Make the Right Choices
Barbell rows externally rotate your shoulders. They rotate your shoulders away from the midline of your body. A balanced strength training program that includes pulling exercises and pushing exercises - those that internally rotate your shoulders and pull your shoulders toward the midline of your body ensure balanced muscular development and reduces the risk of rotator cuff or shoulder injuries.

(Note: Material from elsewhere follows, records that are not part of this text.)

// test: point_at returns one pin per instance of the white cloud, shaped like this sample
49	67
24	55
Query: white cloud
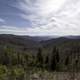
50	17
2	20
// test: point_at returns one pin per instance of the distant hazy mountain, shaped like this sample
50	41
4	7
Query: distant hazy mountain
36	41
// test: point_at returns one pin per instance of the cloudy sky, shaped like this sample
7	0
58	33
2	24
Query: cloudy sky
40	17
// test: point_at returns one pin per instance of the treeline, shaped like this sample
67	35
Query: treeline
15	65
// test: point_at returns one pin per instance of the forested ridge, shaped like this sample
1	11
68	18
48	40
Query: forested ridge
17	61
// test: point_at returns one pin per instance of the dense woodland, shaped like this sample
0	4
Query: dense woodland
17	61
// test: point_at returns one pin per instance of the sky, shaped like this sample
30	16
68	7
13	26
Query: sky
40	17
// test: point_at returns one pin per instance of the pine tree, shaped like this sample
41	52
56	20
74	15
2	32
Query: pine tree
39	58
67	61
54	59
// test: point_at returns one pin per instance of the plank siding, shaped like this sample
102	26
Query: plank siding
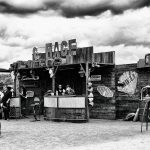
104	108
126	103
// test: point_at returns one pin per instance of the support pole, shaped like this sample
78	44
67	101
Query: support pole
53	84
86	97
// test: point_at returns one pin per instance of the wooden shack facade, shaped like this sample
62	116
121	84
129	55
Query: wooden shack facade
116	87
74	66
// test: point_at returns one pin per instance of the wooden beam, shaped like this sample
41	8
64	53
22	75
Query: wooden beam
86	97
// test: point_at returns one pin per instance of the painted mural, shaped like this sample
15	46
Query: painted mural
127	82
105	91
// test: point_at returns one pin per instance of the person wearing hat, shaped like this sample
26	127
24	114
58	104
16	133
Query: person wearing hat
6	101
69	90
60	90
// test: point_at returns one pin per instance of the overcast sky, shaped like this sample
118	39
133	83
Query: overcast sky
122	26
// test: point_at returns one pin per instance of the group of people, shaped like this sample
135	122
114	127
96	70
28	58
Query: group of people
5	97
67	91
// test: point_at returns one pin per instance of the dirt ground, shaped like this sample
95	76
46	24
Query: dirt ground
22	134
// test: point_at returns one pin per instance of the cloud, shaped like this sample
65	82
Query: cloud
128	33
67	8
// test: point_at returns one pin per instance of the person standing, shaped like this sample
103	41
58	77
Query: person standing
60	90
23	100
6	101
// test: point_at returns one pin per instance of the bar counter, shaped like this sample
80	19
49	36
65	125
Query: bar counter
66	107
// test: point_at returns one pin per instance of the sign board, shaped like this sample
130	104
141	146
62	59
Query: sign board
95	78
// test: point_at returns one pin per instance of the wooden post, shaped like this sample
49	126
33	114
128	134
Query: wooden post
15	84
53	84
86	97
53	80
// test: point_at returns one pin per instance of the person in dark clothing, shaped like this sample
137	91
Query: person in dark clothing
23	100
6	101
60	90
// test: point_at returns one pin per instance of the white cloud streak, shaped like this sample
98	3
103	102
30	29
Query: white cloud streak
128	34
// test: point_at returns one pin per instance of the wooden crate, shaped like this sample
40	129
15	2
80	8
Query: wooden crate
15	112
50	113
71	113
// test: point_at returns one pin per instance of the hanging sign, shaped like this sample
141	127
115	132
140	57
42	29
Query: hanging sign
60	50
105	91
95	78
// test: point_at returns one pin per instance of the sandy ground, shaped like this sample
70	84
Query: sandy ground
22	134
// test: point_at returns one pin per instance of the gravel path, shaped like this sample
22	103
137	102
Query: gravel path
22	134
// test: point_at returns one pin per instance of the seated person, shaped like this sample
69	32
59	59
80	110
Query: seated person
69	90
60	90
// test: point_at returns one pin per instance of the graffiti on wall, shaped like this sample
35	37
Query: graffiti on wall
128	82
105	91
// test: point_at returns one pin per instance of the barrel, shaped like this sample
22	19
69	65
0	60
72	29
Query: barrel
142	105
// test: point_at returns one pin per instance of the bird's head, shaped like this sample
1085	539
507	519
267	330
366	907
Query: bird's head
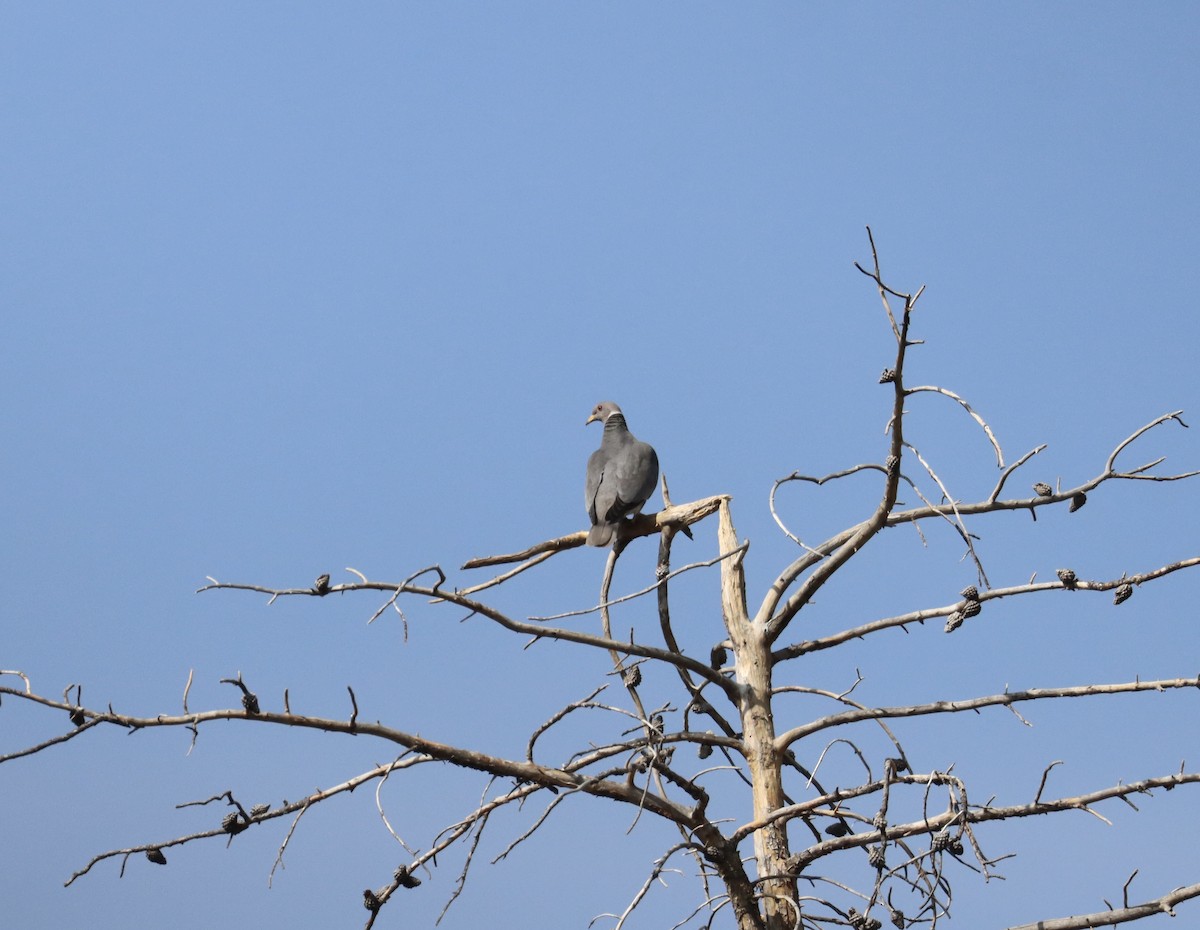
601	412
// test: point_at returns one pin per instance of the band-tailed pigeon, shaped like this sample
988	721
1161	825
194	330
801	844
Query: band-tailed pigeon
622	474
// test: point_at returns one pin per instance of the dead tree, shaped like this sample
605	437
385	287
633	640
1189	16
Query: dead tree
785	849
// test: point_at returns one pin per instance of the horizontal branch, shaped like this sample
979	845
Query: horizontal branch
521	771
905	619
537	631
643	525
823	559
933	823
1164	905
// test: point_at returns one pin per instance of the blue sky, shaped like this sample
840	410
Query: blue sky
291	288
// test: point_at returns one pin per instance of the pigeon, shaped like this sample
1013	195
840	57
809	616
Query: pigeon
622	474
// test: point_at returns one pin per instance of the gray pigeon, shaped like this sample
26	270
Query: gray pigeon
622	474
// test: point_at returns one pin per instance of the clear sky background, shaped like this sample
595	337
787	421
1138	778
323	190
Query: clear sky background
295	287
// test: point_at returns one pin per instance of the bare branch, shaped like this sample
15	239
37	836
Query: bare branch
957	707
976	417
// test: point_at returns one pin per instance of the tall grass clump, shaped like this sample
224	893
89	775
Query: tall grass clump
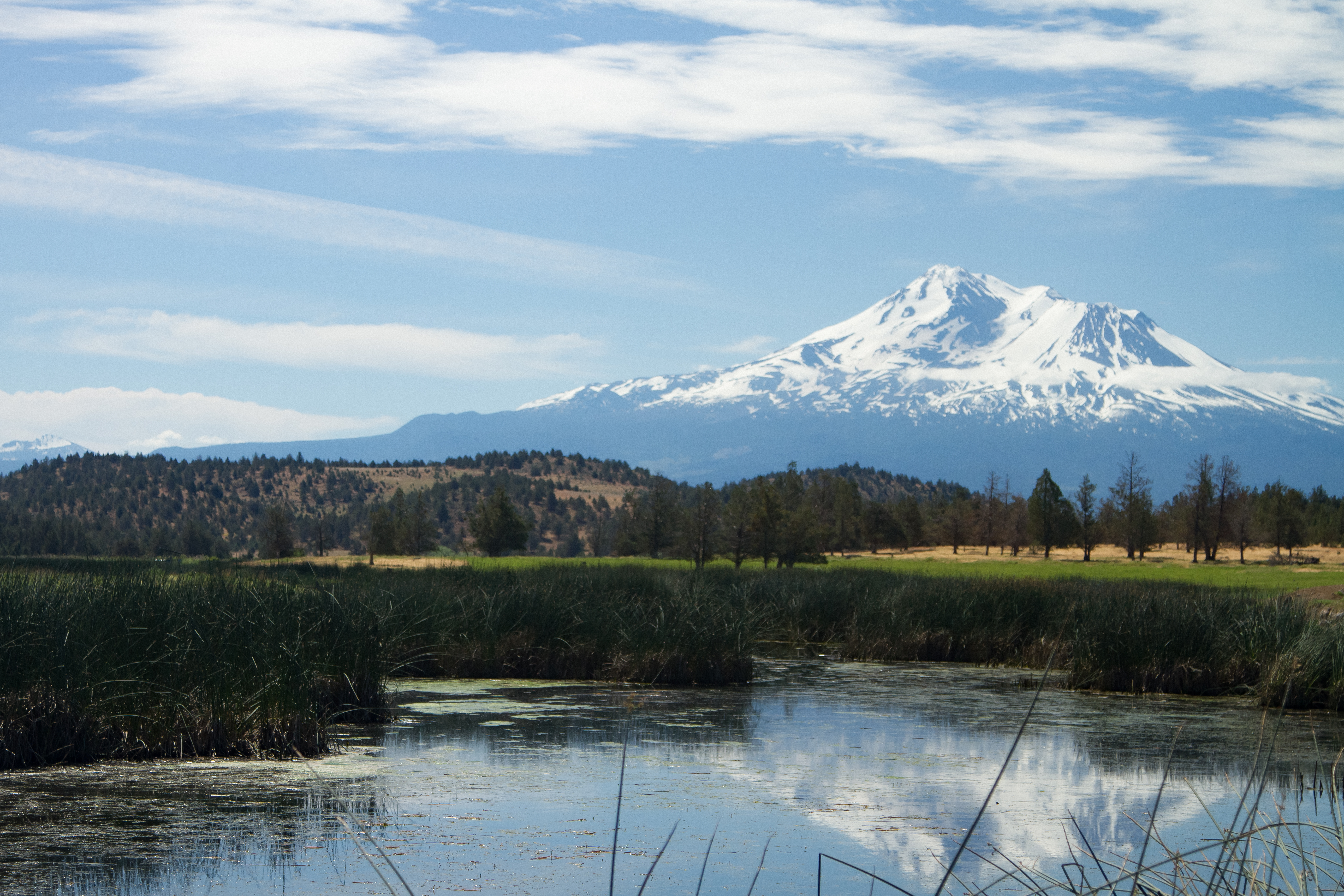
138	660
139	664
621	624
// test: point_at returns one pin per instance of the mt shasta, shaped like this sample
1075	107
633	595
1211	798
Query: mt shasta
952	377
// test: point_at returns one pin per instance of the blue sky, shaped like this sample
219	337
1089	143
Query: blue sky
226	221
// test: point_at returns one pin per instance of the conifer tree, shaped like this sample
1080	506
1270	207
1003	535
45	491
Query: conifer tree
1050	515
498	526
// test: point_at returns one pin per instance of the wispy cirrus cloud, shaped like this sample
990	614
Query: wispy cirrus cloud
115	420
851	74
404	348
131	193
748	346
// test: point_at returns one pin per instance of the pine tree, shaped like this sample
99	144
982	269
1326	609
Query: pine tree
1050	516
498	526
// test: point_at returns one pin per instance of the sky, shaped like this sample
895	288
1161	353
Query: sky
281	219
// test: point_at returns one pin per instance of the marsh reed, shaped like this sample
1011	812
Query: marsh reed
107	659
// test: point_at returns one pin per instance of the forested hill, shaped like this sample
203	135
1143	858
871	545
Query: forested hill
151	506
127	506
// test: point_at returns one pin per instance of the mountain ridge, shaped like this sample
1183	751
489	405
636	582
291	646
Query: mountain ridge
949	378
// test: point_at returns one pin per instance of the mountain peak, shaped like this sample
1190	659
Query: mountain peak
956	343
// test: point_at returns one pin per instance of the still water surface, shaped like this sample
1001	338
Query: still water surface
510	788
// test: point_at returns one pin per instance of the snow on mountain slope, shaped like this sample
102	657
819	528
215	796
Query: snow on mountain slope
14	455
960	345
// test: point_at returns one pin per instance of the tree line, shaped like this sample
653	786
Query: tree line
147	506
798	516
275	507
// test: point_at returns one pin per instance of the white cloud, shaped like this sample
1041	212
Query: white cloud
114	420
45	136
1301	360
402	348
795	72
105	190
748	346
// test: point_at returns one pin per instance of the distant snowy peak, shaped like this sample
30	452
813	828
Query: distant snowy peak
22	452
955	343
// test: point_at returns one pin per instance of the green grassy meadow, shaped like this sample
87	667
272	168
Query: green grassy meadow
1225	575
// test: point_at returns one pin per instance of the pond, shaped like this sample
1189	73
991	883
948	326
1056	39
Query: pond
510	786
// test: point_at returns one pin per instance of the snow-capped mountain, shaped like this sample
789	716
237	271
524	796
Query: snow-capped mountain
961	345
955	375
15	455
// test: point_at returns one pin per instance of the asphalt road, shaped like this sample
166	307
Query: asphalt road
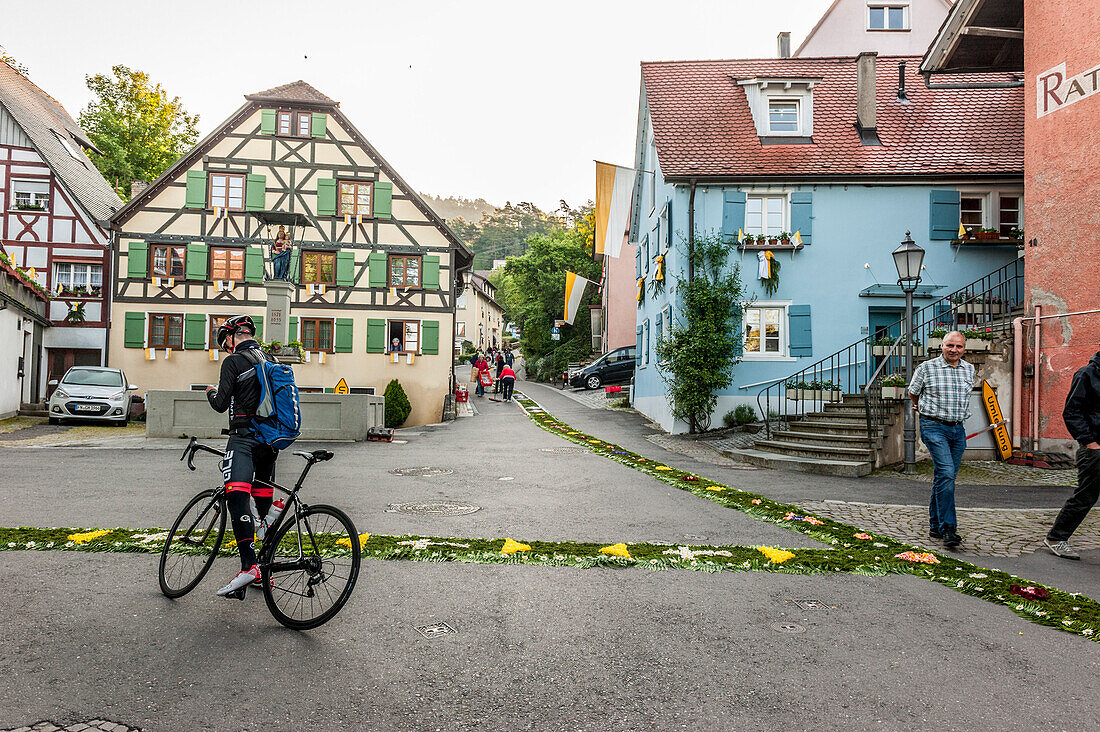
88	635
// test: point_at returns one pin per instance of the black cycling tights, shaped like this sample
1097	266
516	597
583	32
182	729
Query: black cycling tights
243	531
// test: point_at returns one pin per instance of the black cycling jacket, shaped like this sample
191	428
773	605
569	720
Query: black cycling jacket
1081	413
239	389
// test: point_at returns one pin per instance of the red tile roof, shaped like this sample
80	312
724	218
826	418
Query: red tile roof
296	91
703	126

If you already have a rotator cuff or shoulder injury, you may feel shoulder pain after performing barbell rows. Stop immediately if you feel any pain and seek medical advice.
Reduce Risk of Injury
Minimize your risk of injury and shoulder pain by using correct technique when incorporating barbell rows into your routine. Engage your abs to protect your spine and keep your back straight. Using a wide overhand grip with your forearms parallel, pull the barbell to your upper waist - not your chest. Fully engage your rhomboids, latissimus dorsi, and mid and lower trapezius by pinching your shoulder blades together. Avoid excessively heavy weights. Use a weight that fatigues you within 12 to 15 reps when using proper technique.
Cool it Down
Gentle stretching exercises may help prevent shoulder pain post-workout. Move your shoulder in a small circle 20 times, then reverse the motion. Then gently swing your arm forward and backward 20 times. Change arms and repeat twice on each side. For another stretch, grasp your right elbow with your left hand, and gently pull your arm across your body until your right hand is hanging over your left shoulder. You should feel a stretch in your right shoulder. Hold the position for a slow count of 10, then change arms, repeating twice.